Pemandangan paling mencolok adalah bagaimana barisan massa terus merangsek maju, mencoba menembus barikade kawat berduri yang dipasang oleh aparat keamanan. Teriakan yel-yel dan nyanyian lagu perjuangan terus menggema.Beragam Kalangan Turun ke Jalan
Kekuatan utama dari Demo 25 Agustus terletak pada keberagaman pesertanya. Aksi ini tidak dimonopoli oleh satu kelompok, melainkan menjadi wadah bagi banyak suara yang selama ini merasa terabaikan. Berikut adalah beberapa kalangan yang terlihat menonjol dalam aksi massa tersebut:
![Sejumlah massa demonstran membawa bendera PAN dalam aksi yang digelar di Kawasan Gedung DPR Jakarta, Senin (25/8/2025). [Suara.com/Faqih]](https://media.suara.com/pictures/653x366/2025/08/25/86444-sejumlah-massa-demonstran-membawa-bendera-pan.jpg)
Artis dan Seniman
Kehadiran aktor Ibob Tarigan, yang populer lewat perannya sebagai "Bang Madun", menjadi salah satu sorotan utama. Ia terlihat sangat emosional saat berorasi, menegaskan bahwa kehadirannya adalah untuk mewakili suara anak-anak muda yang merasa masa depannya suram.
"Saya di sini tidak membawa embel-embel artis, saya di sini sebagai rakyat biasa, sebagai orangtua yang mendengar jeritan anak-anak muda!" serunya dengan lantang dari atas mobil komando.
Pengemudi Ojek Online (Ojol)
Ratusan pengemudi ojek online dengan jaket hijau khas mereka juga membentuk barisan yang solid dalam aksi tersebut. Salah seorang peserta aksi dari kalangan ojol menyatakan kekecewaan mendalamnya terhadap sikap anggota dewan yang dinilai tidak peka terhadap penderitaan rakyat.
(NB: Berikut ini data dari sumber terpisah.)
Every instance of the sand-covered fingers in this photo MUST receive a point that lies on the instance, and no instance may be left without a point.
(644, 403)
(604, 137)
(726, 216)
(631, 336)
Menurut beberapa laporan, para ojol ingin bertemu anggota DPR yang sempat viral di media sosial ketika joget-joget setelah rapat.
Pelajar STM
Seperti dalam aksi-aksi besar sebelumnya, barisan pelajar dari Sekolah Teknik Menengah (STM) kembali menunjukkan keberaniannya dan menjadi salah satu garda terdepan. Mereka tidak ragu untuk berhadapan langsung dengan barikade polisi dan menjadi motor penggerak massa untuk terus maju.
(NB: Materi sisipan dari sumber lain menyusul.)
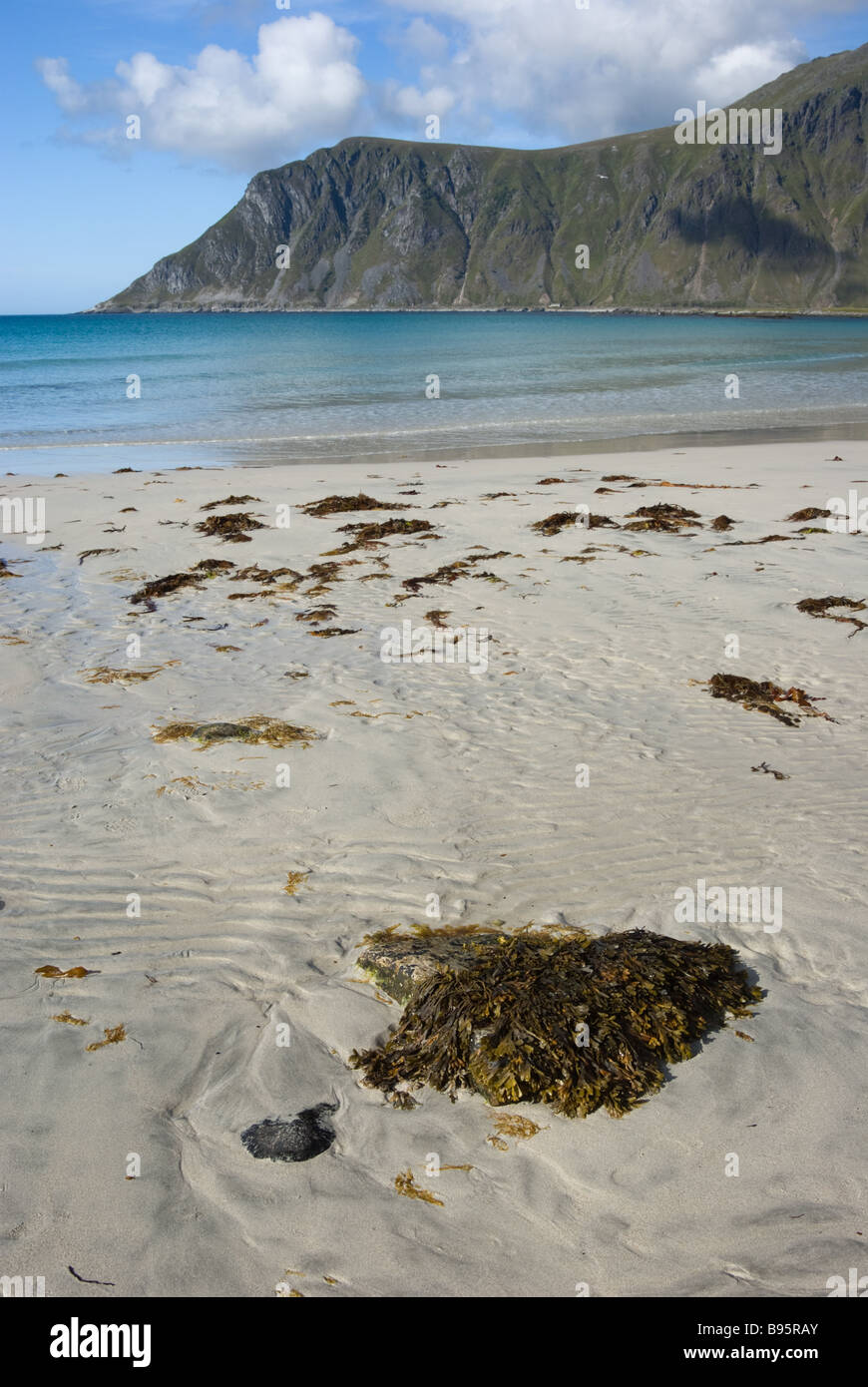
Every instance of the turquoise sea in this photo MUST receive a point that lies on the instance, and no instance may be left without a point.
(270, 387)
Keterlibatan mereka menunjukkan adanya keresahan yang merata hingga ke kalangan generasi muda yang masih duduk di bangku sekolah.
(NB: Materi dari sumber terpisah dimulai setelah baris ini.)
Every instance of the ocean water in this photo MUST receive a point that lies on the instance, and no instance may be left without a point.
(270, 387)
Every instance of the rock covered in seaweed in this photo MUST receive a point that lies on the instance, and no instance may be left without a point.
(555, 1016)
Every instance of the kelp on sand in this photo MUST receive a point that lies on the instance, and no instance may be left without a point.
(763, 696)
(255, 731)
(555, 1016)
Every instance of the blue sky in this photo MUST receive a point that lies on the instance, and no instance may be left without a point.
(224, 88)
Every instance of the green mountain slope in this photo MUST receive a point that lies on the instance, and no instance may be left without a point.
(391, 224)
Mahasiswa dari berbagai universitas
Barisan intelektual muda dari berbagai kampus ternama juga tidak mau ketinggalan. Jaket-jaket almamater dari Universitas Indonesia (UI), Trisakti, UIN Jakarta, hingga Universitas Negeri Jakarta (UNJ) terlihat jelas di tengah kerumunan massa.
Eskalasi Menjelang Sore
Menjelang sore hari, tensi aksi semakin meningkat drastis, terutama setelah barisan pelajar STM berhasil mendesak barikade aparat hingga meluber ke bahu jalan Tol Dalam Kota. Mereka terus berupaya menjebol pertahanan untuk bisa masuk ke dalam kompleks parlemen, menunjukkan determinasi yang sangat kuat. Aksi saling dorong dengan aparat keamanan pun tak terhindarkan, membuat suasana semakin mencekam.
Dari tengah kerumunan pelajar, terdengar komando yang memompa semangat massa untuk tidak mundur sedikit pun. "Ayo maju, jangan kasih kendor! Kita harus bisa masuk!" teriak salah seorang orator dari barisan pelajar. Upaya mereka untuk merangsek masuk menunjukkan puncak dari frustrasi yang dirasakan, di mana dialog dianggap sudah tidak lagi mempan untuk menyampaikan aspirasi mereka kepada para wakil rakyat.